When we think about how many calories we are consuming, we sometimes leave out the calories that we consume as beverages.
There is some evidence that the body does not respond to calories in beverages the same way it does to calories in food. Your body may not register the calories you drink, so you could end up consuming more calories than you need. Several research studies point to decreasing sugar-sweetened beverages as a good strategy to decrease calories and help manage body weight. Making some simple changes in the beverages you choose can make a big difference.
It is important to know the three “C’s” when it comes to beverages – Choosing Calories Carefully can help people cut out calories to achieve their health goals.
Staying hydrated is essential for life, but not all beverages are created equal. Some fluids contain calories while others do not.
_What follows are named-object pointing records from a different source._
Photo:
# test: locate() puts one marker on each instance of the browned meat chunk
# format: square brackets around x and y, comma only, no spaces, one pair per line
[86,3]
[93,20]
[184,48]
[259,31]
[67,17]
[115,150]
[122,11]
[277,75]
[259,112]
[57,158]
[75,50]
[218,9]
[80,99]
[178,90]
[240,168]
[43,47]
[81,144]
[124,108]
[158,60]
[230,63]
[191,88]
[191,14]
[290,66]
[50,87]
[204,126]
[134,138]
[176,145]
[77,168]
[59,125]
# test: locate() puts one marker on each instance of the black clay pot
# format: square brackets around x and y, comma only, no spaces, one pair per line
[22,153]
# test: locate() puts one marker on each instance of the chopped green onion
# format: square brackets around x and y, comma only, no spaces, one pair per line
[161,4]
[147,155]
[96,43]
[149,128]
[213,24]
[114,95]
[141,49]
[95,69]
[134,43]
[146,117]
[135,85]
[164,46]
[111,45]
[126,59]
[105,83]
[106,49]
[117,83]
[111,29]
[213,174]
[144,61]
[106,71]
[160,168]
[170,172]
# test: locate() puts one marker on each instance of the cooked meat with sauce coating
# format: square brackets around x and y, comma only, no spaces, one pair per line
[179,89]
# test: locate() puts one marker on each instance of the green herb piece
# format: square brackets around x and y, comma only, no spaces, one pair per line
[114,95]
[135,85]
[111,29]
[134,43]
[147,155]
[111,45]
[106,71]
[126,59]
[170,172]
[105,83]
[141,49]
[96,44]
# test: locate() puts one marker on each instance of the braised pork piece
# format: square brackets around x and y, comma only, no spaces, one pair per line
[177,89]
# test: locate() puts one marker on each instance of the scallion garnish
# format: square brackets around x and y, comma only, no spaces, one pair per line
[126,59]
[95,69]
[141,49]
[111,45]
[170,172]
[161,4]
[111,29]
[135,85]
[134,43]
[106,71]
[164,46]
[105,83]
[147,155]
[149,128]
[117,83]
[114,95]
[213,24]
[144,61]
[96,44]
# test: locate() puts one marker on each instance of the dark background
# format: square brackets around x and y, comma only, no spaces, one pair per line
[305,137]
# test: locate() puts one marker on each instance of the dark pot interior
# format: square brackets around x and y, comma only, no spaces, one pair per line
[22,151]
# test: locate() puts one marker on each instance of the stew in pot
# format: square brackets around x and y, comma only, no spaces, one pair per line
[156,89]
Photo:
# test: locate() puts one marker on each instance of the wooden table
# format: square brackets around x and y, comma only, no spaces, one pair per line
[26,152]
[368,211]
When someone follows a healthy eating plan, he or she does not need to rely on drinks for energy needs. Non-caloric drinks include water, tea, coffee and/or some diet drinks.
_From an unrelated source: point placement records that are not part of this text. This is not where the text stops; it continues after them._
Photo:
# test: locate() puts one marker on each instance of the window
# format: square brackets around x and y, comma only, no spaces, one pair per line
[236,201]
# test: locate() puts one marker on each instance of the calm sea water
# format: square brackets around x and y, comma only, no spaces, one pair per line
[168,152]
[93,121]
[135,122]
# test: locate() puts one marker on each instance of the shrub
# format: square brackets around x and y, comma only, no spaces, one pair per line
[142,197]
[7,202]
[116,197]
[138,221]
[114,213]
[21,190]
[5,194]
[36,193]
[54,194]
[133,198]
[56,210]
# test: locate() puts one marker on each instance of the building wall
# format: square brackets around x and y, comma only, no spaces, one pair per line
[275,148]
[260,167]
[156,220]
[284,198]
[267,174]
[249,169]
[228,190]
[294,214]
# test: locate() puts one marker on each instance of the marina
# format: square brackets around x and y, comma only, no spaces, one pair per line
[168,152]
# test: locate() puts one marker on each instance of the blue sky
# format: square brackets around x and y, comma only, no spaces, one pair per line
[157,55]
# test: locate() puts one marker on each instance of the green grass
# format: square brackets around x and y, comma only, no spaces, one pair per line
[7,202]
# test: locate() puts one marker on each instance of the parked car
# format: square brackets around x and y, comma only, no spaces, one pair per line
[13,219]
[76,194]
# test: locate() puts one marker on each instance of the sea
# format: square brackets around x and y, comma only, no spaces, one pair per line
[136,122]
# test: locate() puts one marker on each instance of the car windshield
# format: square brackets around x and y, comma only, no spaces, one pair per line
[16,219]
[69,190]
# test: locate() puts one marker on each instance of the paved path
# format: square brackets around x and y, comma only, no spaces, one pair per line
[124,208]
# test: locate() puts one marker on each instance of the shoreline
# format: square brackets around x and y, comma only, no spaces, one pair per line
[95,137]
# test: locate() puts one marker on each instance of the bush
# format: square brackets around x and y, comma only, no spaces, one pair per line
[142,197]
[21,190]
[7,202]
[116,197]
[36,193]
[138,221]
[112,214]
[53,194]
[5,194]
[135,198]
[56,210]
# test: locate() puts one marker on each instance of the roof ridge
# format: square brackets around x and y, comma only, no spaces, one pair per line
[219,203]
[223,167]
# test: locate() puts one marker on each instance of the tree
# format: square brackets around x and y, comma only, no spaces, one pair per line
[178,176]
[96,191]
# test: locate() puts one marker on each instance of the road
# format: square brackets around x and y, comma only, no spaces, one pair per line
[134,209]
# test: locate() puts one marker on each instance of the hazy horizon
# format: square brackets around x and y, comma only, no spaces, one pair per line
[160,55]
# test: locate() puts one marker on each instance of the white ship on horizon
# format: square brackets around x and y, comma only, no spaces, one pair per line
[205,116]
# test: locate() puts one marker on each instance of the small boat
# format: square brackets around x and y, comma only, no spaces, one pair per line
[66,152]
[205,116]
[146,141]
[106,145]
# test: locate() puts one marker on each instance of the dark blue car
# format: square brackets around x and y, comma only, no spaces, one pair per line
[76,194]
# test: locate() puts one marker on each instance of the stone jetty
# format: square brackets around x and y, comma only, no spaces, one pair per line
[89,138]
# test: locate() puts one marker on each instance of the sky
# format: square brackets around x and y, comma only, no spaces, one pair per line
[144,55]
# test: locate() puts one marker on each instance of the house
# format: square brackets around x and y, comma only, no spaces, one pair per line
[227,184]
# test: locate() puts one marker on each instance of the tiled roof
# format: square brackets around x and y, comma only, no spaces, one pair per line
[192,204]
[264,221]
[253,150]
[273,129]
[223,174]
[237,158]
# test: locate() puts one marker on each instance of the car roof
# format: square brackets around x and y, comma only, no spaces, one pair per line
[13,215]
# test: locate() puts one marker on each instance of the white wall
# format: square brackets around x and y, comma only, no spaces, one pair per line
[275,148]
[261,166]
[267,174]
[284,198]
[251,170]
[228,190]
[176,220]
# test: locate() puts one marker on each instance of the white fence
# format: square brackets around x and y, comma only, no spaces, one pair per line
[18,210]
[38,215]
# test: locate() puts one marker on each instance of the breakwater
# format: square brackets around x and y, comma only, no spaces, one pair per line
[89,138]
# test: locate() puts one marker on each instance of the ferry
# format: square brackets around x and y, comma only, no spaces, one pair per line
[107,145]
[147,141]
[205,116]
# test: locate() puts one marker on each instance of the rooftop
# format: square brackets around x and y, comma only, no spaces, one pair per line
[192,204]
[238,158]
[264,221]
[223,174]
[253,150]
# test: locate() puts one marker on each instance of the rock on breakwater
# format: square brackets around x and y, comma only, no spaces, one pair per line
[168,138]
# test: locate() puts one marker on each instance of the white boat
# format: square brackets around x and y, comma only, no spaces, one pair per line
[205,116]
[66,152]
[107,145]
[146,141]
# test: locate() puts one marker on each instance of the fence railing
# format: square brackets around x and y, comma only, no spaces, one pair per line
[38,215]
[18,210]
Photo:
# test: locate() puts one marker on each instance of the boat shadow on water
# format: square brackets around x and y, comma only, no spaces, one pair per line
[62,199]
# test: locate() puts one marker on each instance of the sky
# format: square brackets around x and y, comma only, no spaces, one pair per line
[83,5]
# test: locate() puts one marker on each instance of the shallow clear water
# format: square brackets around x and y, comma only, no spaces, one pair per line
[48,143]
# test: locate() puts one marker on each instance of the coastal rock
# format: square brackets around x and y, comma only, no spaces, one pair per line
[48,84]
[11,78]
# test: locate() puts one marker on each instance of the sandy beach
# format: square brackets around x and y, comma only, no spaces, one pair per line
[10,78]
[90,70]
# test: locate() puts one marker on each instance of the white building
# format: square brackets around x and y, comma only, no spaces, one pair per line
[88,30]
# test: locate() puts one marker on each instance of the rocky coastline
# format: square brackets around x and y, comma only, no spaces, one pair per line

Drinking sugar-sweetened beverages is on the rise in the U.S. Any drink with added calorie-containing sweeteners is labeled sugar-sweetened. Sugar-sweetened drinks include soft drinks, fruit drinks, sweetened-coffee drinks, smoothies and flavored teas. If sugar is listed first through third or fourth on the ingredients label, then it means sugar is the most prominent ingredient in that drink.
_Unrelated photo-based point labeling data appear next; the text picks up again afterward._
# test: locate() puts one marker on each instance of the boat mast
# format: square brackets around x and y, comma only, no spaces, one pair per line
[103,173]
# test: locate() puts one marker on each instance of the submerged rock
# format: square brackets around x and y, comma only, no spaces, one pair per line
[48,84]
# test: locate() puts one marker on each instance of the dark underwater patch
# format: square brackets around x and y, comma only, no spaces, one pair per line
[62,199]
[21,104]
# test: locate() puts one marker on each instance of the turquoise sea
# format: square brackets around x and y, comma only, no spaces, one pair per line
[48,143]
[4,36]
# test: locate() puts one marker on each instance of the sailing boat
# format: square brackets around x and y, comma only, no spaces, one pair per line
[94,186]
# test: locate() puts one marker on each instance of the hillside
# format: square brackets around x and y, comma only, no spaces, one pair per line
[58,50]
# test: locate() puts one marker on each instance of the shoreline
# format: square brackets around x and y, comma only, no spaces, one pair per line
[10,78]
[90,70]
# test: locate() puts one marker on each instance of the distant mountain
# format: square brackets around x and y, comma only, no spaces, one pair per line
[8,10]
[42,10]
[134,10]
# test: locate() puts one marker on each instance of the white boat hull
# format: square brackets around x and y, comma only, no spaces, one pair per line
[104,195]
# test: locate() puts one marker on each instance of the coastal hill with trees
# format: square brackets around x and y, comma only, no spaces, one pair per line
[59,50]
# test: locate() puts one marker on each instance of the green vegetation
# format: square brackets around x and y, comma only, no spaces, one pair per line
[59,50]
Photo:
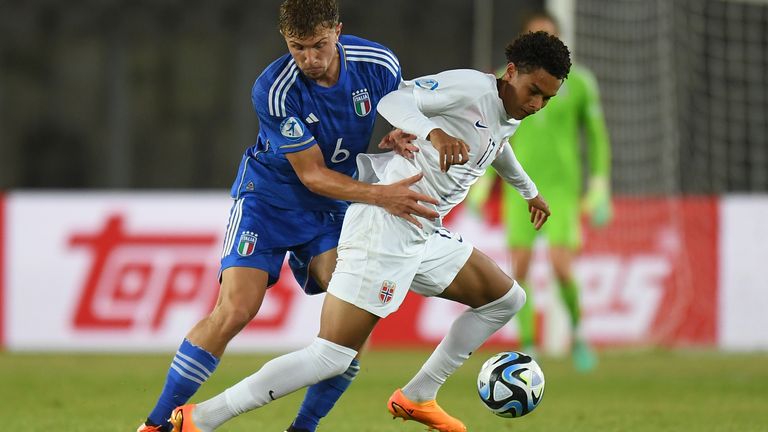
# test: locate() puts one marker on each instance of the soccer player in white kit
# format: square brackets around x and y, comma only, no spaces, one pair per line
[463,119]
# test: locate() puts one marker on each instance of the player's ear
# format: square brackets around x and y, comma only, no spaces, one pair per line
[511,71]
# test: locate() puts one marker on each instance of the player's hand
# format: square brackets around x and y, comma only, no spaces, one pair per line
[539,210]
[400,200]
[453,151]
[400,142]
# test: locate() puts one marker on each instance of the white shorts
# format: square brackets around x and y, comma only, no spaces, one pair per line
[382,256]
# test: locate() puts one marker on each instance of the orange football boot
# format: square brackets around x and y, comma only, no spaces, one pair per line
[181,419]
[428,413]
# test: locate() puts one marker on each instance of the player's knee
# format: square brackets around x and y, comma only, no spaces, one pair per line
[503,309]
[331,359]
[230,319]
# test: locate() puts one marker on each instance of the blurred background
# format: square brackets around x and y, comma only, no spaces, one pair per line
[122,124]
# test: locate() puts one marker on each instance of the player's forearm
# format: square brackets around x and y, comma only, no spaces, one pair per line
[332,184]
[401,110]
[508,168]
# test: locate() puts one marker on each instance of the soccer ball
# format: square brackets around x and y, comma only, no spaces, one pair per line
[511,384]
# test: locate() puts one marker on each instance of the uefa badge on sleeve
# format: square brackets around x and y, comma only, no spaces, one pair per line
[247,243]
[387,291]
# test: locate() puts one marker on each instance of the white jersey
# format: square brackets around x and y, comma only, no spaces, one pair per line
[466,105]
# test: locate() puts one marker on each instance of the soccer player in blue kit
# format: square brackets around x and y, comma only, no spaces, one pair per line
[316,107]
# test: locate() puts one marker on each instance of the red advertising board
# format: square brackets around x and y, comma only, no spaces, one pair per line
[136,271]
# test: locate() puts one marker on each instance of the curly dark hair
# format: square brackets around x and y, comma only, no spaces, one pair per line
[300,18]
[531,51]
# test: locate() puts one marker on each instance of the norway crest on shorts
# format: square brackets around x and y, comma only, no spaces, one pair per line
[387,291]
[362,102]
[247,243]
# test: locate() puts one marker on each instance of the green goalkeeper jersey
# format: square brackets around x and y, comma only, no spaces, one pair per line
[547,143]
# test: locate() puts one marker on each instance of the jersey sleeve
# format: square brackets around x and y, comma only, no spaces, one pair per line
[450,89]
[280,119]
[591,112]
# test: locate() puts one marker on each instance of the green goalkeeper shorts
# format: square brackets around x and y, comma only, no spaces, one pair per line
[563,228]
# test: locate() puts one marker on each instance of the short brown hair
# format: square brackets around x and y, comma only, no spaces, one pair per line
[531,51]
[300,18]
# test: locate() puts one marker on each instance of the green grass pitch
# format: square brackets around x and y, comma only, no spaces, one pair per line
[630,391]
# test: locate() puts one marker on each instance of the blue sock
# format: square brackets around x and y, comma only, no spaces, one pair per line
[190,368]
[321,397]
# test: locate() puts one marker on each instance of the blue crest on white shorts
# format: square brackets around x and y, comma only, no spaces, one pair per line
[387,291]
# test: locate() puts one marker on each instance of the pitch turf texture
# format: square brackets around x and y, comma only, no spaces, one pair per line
[630,391]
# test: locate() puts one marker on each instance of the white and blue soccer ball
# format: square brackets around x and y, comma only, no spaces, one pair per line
[511,384]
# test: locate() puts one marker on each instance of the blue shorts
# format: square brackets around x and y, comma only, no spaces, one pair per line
[259,235]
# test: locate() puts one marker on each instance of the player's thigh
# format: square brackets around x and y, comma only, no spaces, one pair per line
[321,267]
[242,290]
[313,261]
[479,282]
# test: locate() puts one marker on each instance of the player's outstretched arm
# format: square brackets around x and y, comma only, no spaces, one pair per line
[400,142]
[401,110]
[396,198]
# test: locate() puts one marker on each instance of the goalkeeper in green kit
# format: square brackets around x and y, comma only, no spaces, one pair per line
[548,146]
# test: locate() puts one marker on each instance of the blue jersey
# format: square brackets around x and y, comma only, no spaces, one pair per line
[295,114]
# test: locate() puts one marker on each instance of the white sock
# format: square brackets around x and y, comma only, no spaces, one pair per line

Research shows that people who drink more sugar-sweetened beverages before a meal tend to eat more calories than those who drink much less sugar-sweetened beverages both before and during the meal.
So, what’s the big concern? People – unaware that they may need to eat less – can drink more calories during their meals, ultimately leading to weight gain.
Another good research example of the effects of sugar-sweetened beverages is that people who cut out calories from drinks lost more weight than those who cut out the same amount of calories from solid foods. When someone is trying to lose weight, cutting back on soft drinks and specialty drinks such as lattes and smoothies could be the best way to go.
Specialty coffee drinks are a favorite “pick-me-up,” but they often have high amounts of sugar and calories. Many food establishments offer to make lattes with different types of milk.
Although smoothies can be a good way to add fruit to an eating plan, sometimes they supply a lot of extra calories. Be sure to watch the size of the smoothie. Sixteen ounces, which may be the smallest available, could add as many as 270 calories.
Soft drinks provide calories, too. Choosing diet drinks can help cut calories.
Americans should get most of their daily fluids from water, then from tea, coffee and low-fat milk.
Water is essential for metabolism and other important body functions. Tea and coffee provide no calories and have been linked with several health benefits. Select low-fat milk products (which are a great source of calcium, vitamin D and high-quality protein) and whole fruits instead of sugar-sweetened beverages such as soft drinks and fruit juices.
In summary, use the 3 “C’s” when it comes to beverages – Choosing Calories Carefully.
- Go for low-fat or fat-free creams and milk products to add to coffee and tea.
- Choose reduced-sugar and reduced-fat syrups and flavorings.
- Buy smaller portions of the drinks you love or split a drink with a friend.
- Make smoothies at home using low-fat milk.
- Sweeten your favorite drinks with artificial (non-caloric) sweeteners.